How this skill works

Accelerate wraps your model, optimizer, and dataloader with an Accelerator instance and handles device placement, mixed-precision autocasting, gradient scaling, and backward calls. It plugs into multiple backends (native DDP, DeepSpeed ZeRO, FSDP, Megatron) via plugins or config files and exposes helpers for accumulation, checkpointing, and process coordination. Launching is done with a single CLI command that reads the interactive config or a JSON backend config.

When to use it

  • When you want to convert a single-GPU script to multi-GPU/multi-node with minimal code changes.
  • When you need unified support for DeepSpeed, FSDP, DDP, or Megatron without switching APIs.
  • When you want automatic device placement and mixed-precision support (FP16/BF16/FP8).
  • When you prefer an interactive configuration and a single launch command across environments.
  • When quick prototyping and compatibility with the HuggingFace ecosystem are priorities.

Best practices

  • Do not manually .to('cuda') tensors or models after calling prepare(); let Accelerate handle placement.
  • Use accelerator.backward(loss) and accelerator.accumulate(model) for correct gradient handling and accumulation.
  • Run accelerate config to generate backend settings and select mixed precision or plugins before launching.
  • Save and load checkpoints via accelerator.save_state and accelerator.load_state, and restrict saves to accelerator.is_main_process.
  • Set seed with accelerate.utils.set_seed for reproducible results across sharded or FSDP runs.

Example use cases

  • Convert a local single-GPU training script to an 8-GPU run by adding Accelerator.prepare and using accelerate launch.
  • Enable BF16 on supported hardware for faster training with minimal code changes via mixed_precision='bf16'.
  • Deploy ZeRO-2 DeepSpeed by passing a deepspeed config or deepspeed_plugin to Accelerator for large-model optimization.
  • Use FSDP for ZeRO-3 equivalence and full-parameter sharding with an FSDP plugin and automatic wrapping.
  • Apply gradient accumulation to simulate larger effective batch sizes across multiple devices with gradient_accumulation_steps.

FAQ

Do I still need to call .to('cuda') on tensors and models?

No. After model, optimizer, dataloader = accelerator.prepare(...), Accelerate handles device placement automatically.

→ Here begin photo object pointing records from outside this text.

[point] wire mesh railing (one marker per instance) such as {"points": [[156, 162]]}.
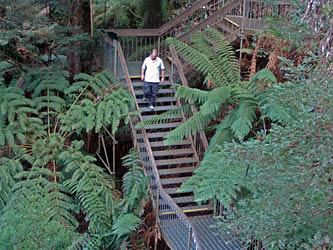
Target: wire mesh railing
{"points": [[175, 226]]}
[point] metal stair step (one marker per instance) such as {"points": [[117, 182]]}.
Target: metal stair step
{"points": [[198, 208], [158, 108], [161, 143], [158, 99], [161, 91], [185, 199], [171, 191], [176, 171], [154, 135], [163, 125], [178, 180], [146, 117], [173, 152], [176, 161], [140, 83]]}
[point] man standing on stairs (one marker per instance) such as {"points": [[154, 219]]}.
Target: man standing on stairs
{"points": [[152, 67]]}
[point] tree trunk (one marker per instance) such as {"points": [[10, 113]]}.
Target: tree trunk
{"points": [[153, 15], [80, 22]]}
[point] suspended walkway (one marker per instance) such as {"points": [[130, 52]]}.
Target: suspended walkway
{"points": [[183, 223]]}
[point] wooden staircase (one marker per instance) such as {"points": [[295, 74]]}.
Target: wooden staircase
{"points": [[176, 162]]}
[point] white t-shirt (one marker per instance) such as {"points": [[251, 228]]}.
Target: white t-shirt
{"points": [[153, 68]]}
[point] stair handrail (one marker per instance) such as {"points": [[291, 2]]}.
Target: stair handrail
{"points": [[227, 6], [179, 19], [161, 190], [184, 82]]}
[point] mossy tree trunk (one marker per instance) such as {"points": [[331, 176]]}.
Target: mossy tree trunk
{"points": [[153, 14]]}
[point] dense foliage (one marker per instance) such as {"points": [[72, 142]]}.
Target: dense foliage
{"points": [[276, 181]]}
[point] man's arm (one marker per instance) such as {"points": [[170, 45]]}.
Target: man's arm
{"points": [[142, 74], [143, 68], [162, 80]]}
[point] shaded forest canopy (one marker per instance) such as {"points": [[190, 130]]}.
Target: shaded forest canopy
{"points": [[269, 122]]}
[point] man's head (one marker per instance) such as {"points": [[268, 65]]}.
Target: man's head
{"points": [[154, 54]]}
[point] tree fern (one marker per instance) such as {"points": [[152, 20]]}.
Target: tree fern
{"points": [[125, 225], [8, 169], [93, 187], [216, 178], [242, 118], [46, 79], [134, 182], [99, 101]]}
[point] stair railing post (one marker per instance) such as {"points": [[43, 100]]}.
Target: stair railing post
{"points": [[156, 217], [189, 239], [242, 34], [115, 58]]}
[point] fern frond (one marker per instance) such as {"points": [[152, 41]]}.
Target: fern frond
{"points": [[80, 243], [8, 169], [165, 116], [199, 60], [93, 187], [223, 134], [6, 67], [134, 182], [216, 178], [46, 79], [225, 54], [194, 124], [125, 225], [191, 94], [261, 80], [216, 98]]}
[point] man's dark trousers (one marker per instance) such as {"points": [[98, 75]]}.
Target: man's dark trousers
{"points": [[150, 89]]}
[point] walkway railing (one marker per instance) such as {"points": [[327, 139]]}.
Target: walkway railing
{"points": [[232, 16], [171, 220]]}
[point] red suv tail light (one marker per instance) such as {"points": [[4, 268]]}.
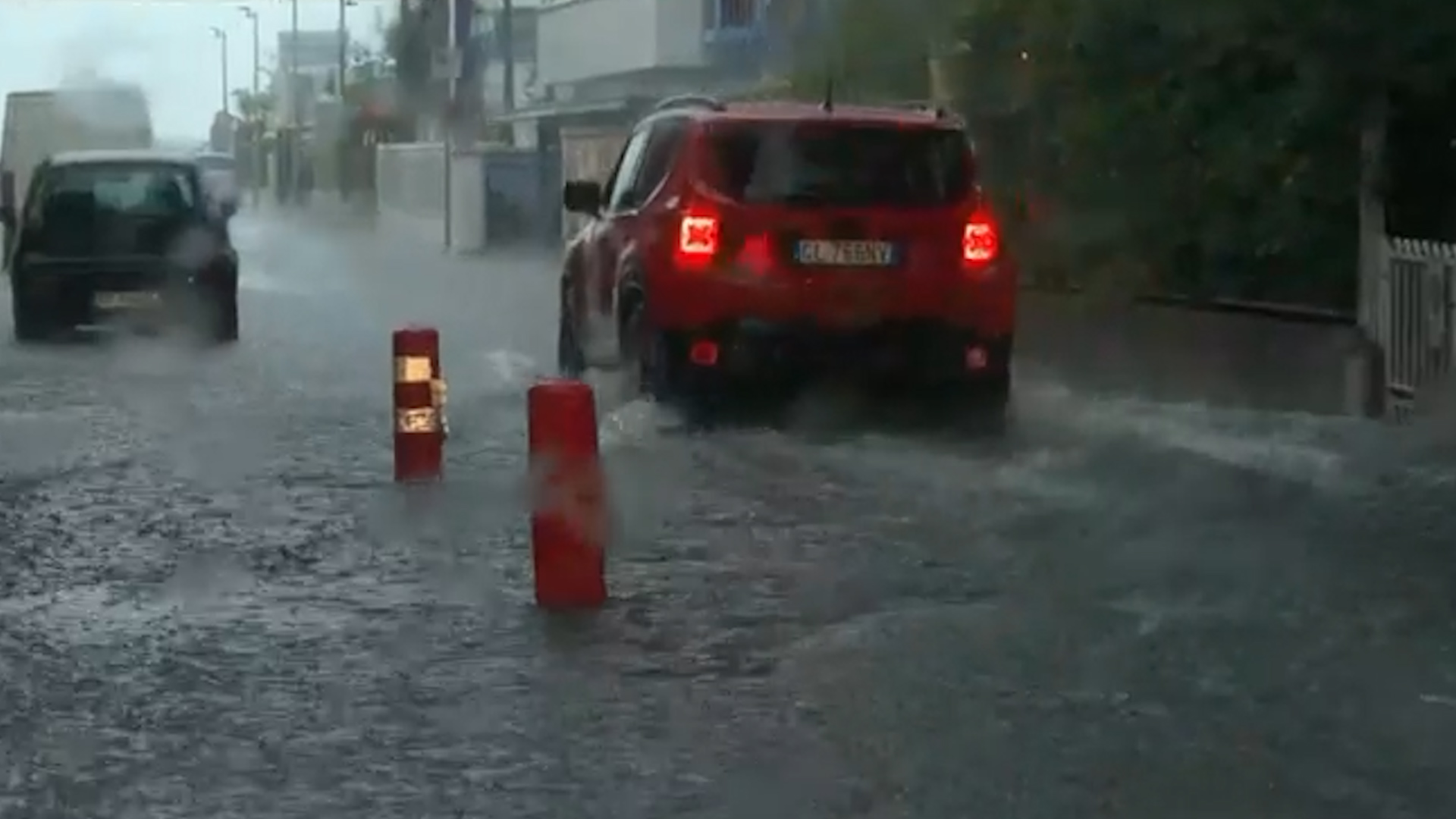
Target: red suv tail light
{"points": [[698, 237], [981, 240]]}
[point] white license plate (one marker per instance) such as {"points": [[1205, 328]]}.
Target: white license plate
{"points": [[133, 300], [845, 254]]}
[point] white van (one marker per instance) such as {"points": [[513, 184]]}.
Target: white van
{"points": [[42, 123]]}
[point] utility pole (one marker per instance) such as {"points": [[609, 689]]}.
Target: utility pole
{"points": [[255, 115], [453, 63], [509, 53], [294, 102], [341, 143], [221, 38]]}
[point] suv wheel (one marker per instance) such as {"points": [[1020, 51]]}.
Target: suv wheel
{"points": [[647, 357], [571, 362], [218, 315], [28, 316]]}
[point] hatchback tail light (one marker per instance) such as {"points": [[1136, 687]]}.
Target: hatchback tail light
{"points": [[699, 235], [981, 240]]}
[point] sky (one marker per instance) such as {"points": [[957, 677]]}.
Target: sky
{"points": [[164, 46]]}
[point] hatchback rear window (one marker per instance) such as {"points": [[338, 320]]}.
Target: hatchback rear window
{"points": [[845, 165], [121, 190], [216, 162]]}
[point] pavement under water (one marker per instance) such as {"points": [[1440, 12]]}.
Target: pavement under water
{"points": [[215, 602]]}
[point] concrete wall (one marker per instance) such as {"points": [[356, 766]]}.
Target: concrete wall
{"points": [[1183, 354], [411, 193]]}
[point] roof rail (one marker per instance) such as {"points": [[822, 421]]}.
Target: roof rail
{"points": [[928, 108], [691, 101]]}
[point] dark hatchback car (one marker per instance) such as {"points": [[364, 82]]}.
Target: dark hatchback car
{"points": [[108, 235]]}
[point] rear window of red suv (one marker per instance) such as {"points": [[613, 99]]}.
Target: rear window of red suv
{"points": [[839, 164]]}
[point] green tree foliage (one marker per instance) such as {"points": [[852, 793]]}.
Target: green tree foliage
{"points": [[1213, 143], [410, 39]]}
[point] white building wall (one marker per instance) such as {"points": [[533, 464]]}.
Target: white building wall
{"points": [[580, 39]]}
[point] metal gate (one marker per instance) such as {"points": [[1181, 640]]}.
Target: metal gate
{"points": [[1414, 318]]}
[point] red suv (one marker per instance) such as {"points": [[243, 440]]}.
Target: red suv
{"points": [[756, 242]]}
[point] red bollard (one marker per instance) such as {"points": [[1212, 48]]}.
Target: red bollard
{"points": [[419, 430], [568, 506]]}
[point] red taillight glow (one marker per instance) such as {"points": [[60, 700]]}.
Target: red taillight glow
{"points": [[698, 237], [756, 254], [981, 241]]}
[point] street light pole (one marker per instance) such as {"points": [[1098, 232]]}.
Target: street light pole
{"points": [[447, 145], [221, 38], [341, 143], [255, 115], [296, 102]]}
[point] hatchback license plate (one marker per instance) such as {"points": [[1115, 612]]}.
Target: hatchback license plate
{"points": [[845, 254], [133, 300]]}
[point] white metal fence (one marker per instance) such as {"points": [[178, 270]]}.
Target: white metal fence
{"points": [[1413, 318], [411, 187], [411, 180]]}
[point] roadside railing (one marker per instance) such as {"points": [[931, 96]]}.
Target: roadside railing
{"points": [[1413, 319]]}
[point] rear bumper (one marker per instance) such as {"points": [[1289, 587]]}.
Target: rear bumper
{"points": [[69, 295], [912, 350]]}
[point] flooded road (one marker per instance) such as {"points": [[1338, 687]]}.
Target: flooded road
{"points": [[215, 604]]}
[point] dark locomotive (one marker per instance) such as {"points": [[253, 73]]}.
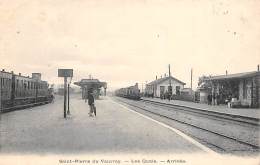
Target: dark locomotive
{"points": [[131, 92], [17, 90]]}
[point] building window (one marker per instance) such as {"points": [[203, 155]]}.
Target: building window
{"points": [[178, 90], [244, 89]]}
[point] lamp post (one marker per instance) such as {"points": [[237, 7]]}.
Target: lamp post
{"points": [[65, 73], [68, 112]]}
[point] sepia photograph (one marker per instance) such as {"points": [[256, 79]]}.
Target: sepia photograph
{"points": [[130, 82]]}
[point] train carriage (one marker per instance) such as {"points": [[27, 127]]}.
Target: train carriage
{"points": [[5, 88], [18, 90], [131, 92]]}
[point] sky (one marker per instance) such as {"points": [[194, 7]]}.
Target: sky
{"points": [[127, 41]]}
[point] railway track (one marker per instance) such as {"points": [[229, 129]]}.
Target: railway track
{"points": [[20, 107], [220, 139], [217, 115]]}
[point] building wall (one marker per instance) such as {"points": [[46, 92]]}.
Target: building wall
{"points": [[245, 92], [166, 85], [257, 90], [203, 96]]}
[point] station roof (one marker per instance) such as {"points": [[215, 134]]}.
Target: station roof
{"points": [[158, 81], [95, 82], [234, 76]]}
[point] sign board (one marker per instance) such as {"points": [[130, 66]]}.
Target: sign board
{"points": [[65, 72]]}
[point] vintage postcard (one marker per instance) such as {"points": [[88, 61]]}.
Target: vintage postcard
{"points": [[155, 82]]}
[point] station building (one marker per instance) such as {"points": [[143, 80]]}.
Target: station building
{"points": [[159, 87], [240, 89], [91, 84]]}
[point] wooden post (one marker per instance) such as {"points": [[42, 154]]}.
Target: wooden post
{"points": [[68, 112], [65, 95], [191, 74]]}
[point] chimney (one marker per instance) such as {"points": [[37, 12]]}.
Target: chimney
{"points": [[36, 76]]}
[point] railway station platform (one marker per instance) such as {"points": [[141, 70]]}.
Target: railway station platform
{"points": [[115, 129], [247, 112]]}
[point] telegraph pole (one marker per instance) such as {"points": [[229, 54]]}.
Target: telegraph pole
{"points": [[65, 73], [65, 95], [191, 72], [68, 112], [170, 84]]}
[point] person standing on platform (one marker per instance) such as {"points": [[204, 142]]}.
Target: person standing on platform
{"points": [[91, 101]]}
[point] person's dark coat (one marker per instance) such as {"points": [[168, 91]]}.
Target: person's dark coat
{"points": [[90, 99]]}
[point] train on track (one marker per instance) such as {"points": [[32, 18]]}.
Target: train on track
{"points": [[131, 92], [17, 90]]}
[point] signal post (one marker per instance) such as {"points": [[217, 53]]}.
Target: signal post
{"points": [[65, 73]]}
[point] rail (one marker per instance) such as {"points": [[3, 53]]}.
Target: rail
{"points": [[18, 107], [231, 117], [220, 135]]}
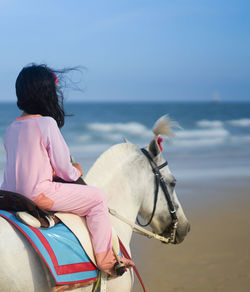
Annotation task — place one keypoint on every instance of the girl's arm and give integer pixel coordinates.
(59, 155)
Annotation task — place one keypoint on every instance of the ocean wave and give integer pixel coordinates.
(240, 123)
(209, 124)
(199, 142)
(211, 133)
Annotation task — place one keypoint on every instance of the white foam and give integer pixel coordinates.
(199, 142)
(209, 124)
(206, 133)
(240, 139)
(240, 123)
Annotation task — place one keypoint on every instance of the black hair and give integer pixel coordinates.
(38, 92)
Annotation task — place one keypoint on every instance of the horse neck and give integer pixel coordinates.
(118, 174)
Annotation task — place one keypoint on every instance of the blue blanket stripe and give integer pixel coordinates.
(65, 245)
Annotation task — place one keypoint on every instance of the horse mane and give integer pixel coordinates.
(117, 155)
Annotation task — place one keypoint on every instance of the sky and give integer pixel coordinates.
(133, 50)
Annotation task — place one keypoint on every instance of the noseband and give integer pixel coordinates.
(159, 181)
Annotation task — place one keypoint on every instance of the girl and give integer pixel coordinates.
(37, 152)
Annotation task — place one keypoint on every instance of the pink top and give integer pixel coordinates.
(36, 150)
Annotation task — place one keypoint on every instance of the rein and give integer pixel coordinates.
(159, 181)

How do I enable mixed precision?

Instantiate Accelerator with mixed_precision='fp16'|'bf16'|'fp8' or select the option in accelerate config; autocast and scaling are handled for you.

How do I checkpoint in distributed training?

Use accelerator.save_state('path') on the main process (accelerator.is_main_process) and accelerator.load_state('path') on all processes.